Cohort formed. Sponsor named, core owners and participants identified, scope agreed. Cohort package created in cohorts/.

Cycle runs. Four to six weeks. Weekly working sessions, weekly sponsor sync, bookable office hours for adjacent teams.

Readout. Monthly. Published to this repo and to the Operating Council. Covers what was built, what was learned, what moves next.

Handoff or next cycle. Validated work goes to an internal pod or external build partner. Alumni move into the ring. The next cohort starts.

What the AI Council gets from the COE

The AI Council does not prioritize COE work, but it needs ground truth from the field to do its own job well.

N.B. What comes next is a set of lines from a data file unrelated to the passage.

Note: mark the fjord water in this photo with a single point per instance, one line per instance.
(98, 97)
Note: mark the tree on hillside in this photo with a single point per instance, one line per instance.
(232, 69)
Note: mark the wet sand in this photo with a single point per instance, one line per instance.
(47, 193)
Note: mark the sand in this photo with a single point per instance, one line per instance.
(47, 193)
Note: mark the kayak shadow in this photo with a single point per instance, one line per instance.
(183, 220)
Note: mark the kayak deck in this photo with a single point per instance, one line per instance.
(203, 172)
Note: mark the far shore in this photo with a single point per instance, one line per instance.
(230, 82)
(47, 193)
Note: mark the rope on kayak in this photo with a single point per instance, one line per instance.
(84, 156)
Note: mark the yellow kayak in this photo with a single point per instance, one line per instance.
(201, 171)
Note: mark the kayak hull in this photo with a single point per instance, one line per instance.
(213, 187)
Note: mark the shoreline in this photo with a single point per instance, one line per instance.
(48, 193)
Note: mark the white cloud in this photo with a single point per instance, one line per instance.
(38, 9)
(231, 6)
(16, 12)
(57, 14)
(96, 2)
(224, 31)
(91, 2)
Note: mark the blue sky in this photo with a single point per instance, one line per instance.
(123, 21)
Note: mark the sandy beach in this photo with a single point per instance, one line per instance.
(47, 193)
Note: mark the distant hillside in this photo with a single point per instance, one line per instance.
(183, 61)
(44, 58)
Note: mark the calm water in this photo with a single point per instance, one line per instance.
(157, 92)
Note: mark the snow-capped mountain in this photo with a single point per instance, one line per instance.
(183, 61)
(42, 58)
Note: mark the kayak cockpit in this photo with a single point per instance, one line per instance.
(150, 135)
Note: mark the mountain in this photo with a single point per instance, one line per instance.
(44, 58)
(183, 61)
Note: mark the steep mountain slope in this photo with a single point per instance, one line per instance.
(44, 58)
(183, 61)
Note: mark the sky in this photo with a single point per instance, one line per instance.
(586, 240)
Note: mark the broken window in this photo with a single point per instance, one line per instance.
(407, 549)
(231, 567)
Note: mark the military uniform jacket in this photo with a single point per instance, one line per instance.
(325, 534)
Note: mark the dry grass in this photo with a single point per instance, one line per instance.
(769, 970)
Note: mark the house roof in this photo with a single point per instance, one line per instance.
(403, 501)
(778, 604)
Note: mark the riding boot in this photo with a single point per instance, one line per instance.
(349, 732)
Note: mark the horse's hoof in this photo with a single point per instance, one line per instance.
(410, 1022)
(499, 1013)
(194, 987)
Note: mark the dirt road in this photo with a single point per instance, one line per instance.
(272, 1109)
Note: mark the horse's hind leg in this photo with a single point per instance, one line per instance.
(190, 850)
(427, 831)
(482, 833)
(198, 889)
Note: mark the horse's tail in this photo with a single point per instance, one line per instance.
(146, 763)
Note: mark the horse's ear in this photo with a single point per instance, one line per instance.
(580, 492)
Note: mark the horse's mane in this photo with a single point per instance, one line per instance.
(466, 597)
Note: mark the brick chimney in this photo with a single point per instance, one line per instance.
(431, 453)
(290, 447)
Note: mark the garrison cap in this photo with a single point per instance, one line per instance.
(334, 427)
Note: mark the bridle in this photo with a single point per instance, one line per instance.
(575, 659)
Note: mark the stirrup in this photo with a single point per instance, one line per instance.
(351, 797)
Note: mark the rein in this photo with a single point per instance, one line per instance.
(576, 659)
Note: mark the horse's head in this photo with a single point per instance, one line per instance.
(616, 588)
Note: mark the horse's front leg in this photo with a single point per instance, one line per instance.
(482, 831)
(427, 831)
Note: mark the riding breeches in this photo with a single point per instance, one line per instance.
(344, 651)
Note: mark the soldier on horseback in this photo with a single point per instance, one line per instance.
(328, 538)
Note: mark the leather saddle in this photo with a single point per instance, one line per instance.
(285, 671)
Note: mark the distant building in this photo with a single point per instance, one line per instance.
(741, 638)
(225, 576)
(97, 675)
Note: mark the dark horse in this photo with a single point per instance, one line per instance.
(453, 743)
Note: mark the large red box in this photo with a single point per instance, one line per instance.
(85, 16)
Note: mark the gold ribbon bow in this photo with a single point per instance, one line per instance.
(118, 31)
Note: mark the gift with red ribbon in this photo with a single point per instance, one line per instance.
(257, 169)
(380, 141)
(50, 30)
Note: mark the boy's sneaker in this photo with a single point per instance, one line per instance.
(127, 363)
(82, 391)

  • Monthly readouts from every cohort.
  • Tooling patterns that are working and patterns that are not.
  • Shared skills and playbooks surfacing from cohort work.
  • Escalations where an AI Council decision (licensing, data access, policy) is blocking cohort progress.

A named liaison on the AI Council attends the monthly COE readout. This person does not need to be Claire or France.

Sunset on Goose Group coordination

Through Month 4, Goose Group operates the COE and acts as connective tissue across Balsam's broader AI landscape. By Month 5, operation transitions to an internal owner. Goose Group stays available for advisory.

The trigger for handoff is readiness of the internal owner, not a date on a calendar. If readiness happens earlier, we hand off earlier. If it takes longer, the founding period extends by written agreement.

Transparency

Ideas in the backlog are visible to everyone at Balsam. Decisions are recorded with reasoning. Readouts are published. Intake is open.

Priority calls are not a free-for-all. The Operating Council makes them. But the inputs and the outputs are in the open, so the reasoning travels with the decision.